International cooperation

In addition to the unprecedented attempt to collect samples from the lunar far side, the Chang’e 6 probe also holds significance because it is expected to bring three European science payloads to the far side.

According to the space administration, there is a radon measuring instrument from France’s national space agency on the Chang’e 6 lander, which will help study the movement of lunar dust and some volatile chemicals between the lunar regolith, a layer of unconsolidated rocky material, and the lunar exosphere.

The second payload is a passive laser retroreflector from Italy’s National Institute for Nuclear Physics, which will be used as a laser range-finder for the Chang’e 6 lander.

The third payload, developed by the Swedish Institute of Space Physics with support from the European Space Agency, will be the first-ever dedicated negative ion instrument flown beyond Earth. It will seek to detect negative ions emitted from the lunar surface as a result of interaction with solar winds.

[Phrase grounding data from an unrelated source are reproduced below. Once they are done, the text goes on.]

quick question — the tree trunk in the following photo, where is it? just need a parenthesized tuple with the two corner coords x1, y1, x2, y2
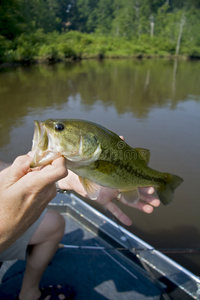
(175, 15, 186, 56)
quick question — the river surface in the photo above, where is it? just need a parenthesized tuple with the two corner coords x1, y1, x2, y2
(0, 59, 199, 276)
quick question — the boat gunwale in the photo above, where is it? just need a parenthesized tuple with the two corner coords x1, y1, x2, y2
(49, 192, 200, 300)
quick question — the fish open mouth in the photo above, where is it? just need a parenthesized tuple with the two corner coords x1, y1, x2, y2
(31, 120, 60, 167)
(32, 121, 46, 151)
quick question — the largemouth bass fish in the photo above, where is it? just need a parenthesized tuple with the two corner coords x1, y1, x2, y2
(31, 119, 183, 205)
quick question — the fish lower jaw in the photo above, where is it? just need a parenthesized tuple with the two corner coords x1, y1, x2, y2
(31, 151, 61, 167)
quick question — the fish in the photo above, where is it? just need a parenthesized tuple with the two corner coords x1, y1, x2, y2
(31, 119, 183, 205)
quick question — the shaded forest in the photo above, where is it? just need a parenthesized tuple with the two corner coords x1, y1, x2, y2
(0, 0, 200, 63)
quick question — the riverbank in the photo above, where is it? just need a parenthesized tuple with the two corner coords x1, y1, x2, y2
(1, 31, 200, 68)
(0, 54, 198, 71)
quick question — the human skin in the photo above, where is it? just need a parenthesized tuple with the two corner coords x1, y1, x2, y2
(58, 169, 160, 226)
(0, 154, 68, 252)
(0, 151, 160, 252)
(0, 153, 160, 300)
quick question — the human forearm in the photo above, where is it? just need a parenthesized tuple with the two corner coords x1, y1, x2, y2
(0, 154, 68, 253)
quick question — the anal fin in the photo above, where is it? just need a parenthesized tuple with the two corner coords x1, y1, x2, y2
(121, 188, 140, 204)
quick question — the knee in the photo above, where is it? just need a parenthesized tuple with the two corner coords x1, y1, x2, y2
(48, 210, 65, 241)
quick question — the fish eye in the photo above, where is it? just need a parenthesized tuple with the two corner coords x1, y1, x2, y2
(55, 123, 65, 131)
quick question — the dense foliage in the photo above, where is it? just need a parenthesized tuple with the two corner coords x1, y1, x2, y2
(0, 0, 200, 63)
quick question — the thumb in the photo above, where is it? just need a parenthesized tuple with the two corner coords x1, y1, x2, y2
(5, 154, 32, 187)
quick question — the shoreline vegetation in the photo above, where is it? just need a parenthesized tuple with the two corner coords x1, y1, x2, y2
(0, 30, 199, 69)
(0, 1, 200, 67)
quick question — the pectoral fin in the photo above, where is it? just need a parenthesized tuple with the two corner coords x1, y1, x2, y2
(79, 176, 101, 200)
(121, 188, 140, 204)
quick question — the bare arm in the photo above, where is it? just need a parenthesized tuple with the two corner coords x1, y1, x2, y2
(0, 154, 68, 252)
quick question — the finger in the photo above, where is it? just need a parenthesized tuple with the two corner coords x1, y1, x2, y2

More than 20 proposals from foreign space agencies and research organizations contested for the golden opportunity to join the Chang’e 6 mission to reach the far side. The three from Europe emerged as winners.

This is not the first time for China to offer opportunities to foreign scientists to deploy their science equipment on the moon. During the Chang’e 4 mission, the Chinese probe had carried German and Swedish sensing devices to the far side.